Conservation of an 18th Century Navigation Manuscript

By Keira McKee

The Royal Naval Academy at Portsmouth was founded in 1733 with a comprehensive syllabus intended to offer an alternative method of training of officers for the Royal Navy (versus the established method of apprenticeship at sea). The manuscript notebook of one such student, Lieutenant Mark Whyte, dated 1752, has a frontispiece featuring an important hand-drawn plan of the Academy (what is now known as the Old Naval Academy), and the rest of the manuscript includes a multitude of ink illustrations and text that give a valuable insight into the naval training of the time.

The manuscript has been rebound at least once, with signs of the text block having been washed and trimmed, and there are indications that it was bound into its current cloth case binding in the earlier part of the twentieth century. This will have been very different from its original format, but the binding is still stable for the most part. However, the mechanics around the first few sheets were problematic. A combination of rebinding and previous repairs resulted in the first few sheets being tipped together near the joint, with the heavyweight endpapers also then being tipped onto the first sheet with what appears to have been thin animal glue. With the weight of the large text block resisting the pull of this tipping point as the front board was opened, too much strain was placed onto this area and the eventual result was that the tipping point pulled away, the sheets underneath becoming damaged in the process.

The manuscript is not likely to receive heavy use in the future but will be consulted on occasion by visiting scholars and may also be used from time to time for display, when it is most likely to be opened to the frontispiece. The main goals of the conservation treatment were therefore to stabilise the damaged sheets at the front of the book, allowing for safe handling and display.

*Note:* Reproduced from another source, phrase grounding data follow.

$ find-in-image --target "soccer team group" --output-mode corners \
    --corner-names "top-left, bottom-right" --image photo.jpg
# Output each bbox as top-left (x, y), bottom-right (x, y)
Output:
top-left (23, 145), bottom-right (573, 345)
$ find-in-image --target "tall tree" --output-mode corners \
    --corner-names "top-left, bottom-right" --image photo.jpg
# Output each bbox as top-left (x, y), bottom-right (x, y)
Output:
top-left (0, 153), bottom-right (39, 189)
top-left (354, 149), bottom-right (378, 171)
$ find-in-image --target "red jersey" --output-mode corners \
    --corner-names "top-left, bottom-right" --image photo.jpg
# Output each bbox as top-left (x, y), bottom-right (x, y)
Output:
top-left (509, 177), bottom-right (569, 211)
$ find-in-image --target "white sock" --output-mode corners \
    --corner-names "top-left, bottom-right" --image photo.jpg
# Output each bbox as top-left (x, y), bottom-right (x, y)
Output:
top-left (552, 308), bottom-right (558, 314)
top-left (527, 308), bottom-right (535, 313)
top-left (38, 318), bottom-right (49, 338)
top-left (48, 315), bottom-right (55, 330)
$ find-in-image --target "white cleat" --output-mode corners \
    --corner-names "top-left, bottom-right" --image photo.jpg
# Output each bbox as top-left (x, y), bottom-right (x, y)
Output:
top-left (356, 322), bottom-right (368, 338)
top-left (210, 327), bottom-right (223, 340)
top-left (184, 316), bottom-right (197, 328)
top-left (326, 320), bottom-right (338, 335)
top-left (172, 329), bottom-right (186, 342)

A number of options were reviewed, and a course of stabilising the existing material in situ decided upon. This involved extensive repairs with Japanese tissue, complicated by the presence of heavy lines of iron gall ink in the worst areas of damage. The ink had tested positive for unbound iron(II) ions. These act as catalysts of degradation, causing discolouration and decay in the paper substrate. In this case, moisture from adhesives use in repairs had the potential of causing the ions to move out into areas of the paper previously not exposed to this type of damage. Therefore, whilst most repairs were made using a jin shofu wheat starch paste, a low-moisture option of 5% w/v gelatin remoistenable tissue was used where possible near the areas of iron gall ink.

The manuscript will now be returned to the Admiralty Library at Portsmouth Naval Base along with a custom-built cradle that can be used to display the manuscript open at the frontispiece page safely.